The cross planks at the top of your trestle table legs would classify as cleats.
A common table has an apron and the end boards that run perpendicular to the board grain direction become the cleats. A cleat could be the board cross joining a solid wood door where they hold the boards together and keep the door flat. If the boards are separate(not glued together) , cracks will form between the board as they dry. If they are glued together , then there must be allowances for dimension change or there will be splitting etc.
A solid 30 inch wide tabletop moves quite a bit (1/4-1/2 and inch) over the seasonal change in humidity. Therefore the cross boards or cleats need to be attached in one of many ways that allow wood movement but still hold the tabletop firm and flat.
The simplest way is screwing the top thru the cleat in the middle and at the sides of the top. The side holes need to be slots in the direction of movement to allow for movement. There are special elongated washers available called expansion washers that facilitate the movement.

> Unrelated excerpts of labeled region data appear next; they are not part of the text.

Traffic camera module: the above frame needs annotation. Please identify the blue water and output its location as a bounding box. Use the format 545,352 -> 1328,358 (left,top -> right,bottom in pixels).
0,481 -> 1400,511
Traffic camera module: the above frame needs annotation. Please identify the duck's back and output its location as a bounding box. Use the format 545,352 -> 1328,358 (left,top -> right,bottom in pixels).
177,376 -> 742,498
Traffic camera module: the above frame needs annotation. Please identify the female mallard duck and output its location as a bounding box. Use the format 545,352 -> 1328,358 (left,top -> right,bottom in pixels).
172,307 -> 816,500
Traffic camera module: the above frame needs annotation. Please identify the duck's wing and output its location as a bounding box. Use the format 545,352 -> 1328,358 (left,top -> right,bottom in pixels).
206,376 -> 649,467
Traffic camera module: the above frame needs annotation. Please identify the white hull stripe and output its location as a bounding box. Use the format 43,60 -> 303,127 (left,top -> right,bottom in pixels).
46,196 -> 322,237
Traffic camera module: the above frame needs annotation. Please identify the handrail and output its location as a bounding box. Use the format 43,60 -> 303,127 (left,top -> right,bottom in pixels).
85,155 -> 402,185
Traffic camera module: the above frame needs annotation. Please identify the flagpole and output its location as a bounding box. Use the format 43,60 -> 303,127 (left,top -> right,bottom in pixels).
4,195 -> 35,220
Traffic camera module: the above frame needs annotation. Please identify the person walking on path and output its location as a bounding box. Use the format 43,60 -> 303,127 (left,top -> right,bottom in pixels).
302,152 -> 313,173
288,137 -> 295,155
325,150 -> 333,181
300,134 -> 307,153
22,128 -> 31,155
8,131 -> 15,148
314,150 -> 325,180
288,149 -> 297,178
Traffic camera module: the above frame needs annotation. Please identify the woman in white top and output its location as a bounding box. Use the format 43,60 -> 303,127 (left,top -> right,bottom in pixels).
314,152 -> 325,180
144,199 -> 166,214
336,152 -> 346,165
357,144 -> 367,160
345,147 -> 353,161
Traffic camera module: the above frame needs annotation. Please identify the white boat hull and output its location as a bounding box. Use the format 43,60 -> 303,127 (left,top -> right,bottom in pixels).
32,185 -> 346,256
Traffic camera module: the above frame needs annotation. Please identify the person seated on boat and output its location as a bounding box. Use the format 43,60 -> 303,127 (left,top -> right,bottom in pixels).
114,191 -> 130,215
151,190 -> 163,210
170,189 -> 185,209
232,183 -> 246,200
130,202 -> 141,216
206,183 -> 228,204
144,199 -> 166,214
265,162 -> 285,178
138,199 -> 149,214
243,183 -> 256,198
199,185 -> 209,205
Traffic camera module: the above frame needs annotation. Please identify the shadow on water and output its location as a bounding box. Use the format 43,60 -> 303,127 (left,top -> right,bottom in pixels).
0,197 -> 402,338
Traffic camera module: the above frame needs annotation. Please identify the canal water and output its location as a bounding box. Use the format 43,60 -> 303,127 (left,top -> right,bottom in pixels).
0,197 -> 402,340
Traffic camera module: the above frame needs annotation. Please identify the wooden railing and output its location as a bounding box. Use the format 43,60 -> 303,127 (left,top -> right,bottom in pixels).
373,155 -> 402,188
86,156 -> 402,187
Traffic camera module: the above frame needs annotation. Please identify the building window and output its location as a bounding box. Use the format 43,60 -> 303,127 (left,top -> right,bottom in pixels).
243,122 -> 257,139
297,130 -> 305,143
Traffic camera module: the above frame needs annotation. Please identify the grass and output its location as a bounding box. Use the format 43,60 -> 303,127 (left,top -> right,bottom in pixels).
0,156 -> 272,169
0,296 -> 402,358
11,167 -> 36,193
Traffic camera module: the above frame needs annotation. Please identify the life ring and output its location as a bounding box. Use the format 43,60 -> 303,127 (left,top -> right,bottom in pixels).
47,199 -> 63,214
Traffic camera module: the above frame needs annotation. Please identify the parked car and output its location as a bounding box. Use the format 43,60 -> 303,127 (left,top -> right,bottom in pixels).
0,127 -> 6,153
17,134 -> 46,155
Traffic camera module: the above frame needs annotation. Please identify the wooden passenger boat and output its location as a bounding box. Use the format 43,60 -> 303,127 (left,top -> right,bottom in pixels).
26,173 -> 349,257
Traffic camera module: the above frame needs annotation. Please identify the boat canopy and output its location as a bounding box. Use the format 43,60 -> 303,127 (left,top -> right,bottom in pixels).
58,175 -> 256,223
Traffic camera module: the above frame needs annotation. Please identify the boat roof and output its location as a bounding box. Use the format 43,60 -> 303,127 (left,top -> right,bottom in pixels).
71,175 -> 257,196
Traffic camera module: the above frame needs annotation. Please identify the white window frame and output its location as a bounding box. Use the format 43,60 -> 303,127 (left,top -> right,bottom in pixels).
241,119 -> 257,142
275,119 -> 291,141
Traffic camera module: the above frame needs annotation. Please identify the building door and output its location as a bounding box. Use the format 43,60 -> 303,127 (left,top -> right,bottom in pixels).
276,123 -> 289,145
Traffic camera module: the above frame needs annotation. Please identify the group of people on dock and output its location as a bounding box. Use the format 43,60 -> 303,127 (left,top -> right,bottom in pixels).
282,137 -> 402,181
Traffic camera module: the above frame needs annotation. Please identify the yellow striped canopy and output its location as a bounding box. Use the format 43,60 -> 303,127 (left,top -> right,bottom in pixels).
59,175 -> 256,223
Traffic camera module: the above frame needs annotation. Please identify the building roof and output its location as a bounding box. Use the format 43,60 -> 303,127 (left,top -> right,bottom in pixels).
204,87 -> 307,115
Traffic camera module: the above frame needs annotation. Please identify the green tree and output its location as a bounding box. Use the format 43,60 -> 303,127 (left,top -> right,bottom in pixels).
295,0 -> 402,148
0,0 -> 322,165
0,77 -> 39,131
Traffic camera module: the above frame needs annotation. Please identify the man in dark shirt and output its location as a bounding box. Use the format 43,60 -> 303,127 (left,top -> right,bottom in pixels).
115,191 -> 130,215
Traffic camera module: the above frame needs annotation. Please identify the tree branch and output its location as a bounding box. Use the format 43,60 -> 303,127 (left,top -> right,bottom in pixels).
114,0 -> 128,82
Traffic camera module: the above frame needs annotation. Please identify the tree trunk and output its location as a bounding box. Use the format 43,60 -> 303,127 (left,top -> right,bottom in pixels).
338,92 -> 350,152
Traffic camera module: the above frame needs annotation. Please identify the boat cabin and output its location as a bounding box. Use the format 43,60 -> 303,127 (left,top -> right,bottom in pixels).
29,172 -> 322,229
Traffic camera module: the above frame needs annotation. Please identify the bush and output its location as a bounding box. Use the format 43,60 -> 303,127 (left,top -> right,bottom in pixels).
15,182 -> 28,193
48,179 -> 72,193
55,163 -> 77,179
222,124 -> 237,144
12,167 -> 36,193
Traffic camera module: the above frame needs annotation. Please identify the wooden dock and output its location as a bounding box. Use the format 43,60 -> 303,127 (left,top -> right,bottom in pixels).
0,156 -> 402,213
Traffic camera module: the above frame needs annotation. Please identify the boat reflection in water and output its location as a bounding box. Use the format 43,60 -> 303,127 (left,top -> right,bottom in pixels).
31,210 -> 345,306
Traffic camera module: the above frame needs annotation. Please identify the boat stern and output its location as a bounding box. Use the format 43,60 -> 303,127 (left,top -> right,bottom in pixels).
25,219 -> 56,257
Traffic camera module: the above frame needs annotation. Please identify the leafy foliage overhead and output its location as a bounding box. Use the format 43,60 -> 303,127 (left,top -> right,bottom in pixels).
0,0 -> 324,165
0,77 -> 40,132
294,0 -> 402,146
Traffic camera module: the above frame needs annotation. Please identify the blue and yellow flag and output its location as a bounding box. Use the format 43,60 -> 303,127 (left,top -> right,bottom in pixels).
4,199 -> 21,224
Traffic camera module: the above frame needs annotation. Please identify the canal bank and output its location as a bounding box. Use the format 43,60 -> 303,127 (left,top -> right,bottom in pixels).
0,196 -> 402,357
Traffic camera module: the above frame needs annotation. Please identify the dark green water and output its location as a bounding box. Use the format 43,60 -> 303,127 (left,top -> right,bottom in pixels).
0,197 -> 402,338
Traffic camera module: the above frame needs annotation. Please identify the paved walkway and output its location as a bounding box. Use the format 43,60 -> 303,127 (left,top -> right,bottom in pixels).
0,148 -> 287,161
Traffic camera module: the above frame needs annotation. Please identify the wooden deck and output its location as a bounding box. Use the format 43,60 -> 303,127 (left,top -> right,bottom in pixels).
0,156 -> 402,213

. ( This should ling to lee valley under expansion washers.)
Other ways are buttons screwed in the top and indexed in a slot in the cleat or s clips that do the same.
this should show the s clips in use.
I hope this helps woodworking if fun and useful. Understanding wood properties is vital to quality design. Designing for wood expanding and contracting if one of the ots important factors. It often starts with the best choice of wood for the project.
As mentioned above , construction lumber is best used for projects that will be fastened together firmly using wood construction techniques. Avoid tight circles/growth rings in the end of boards in furniture other than narrow pieces.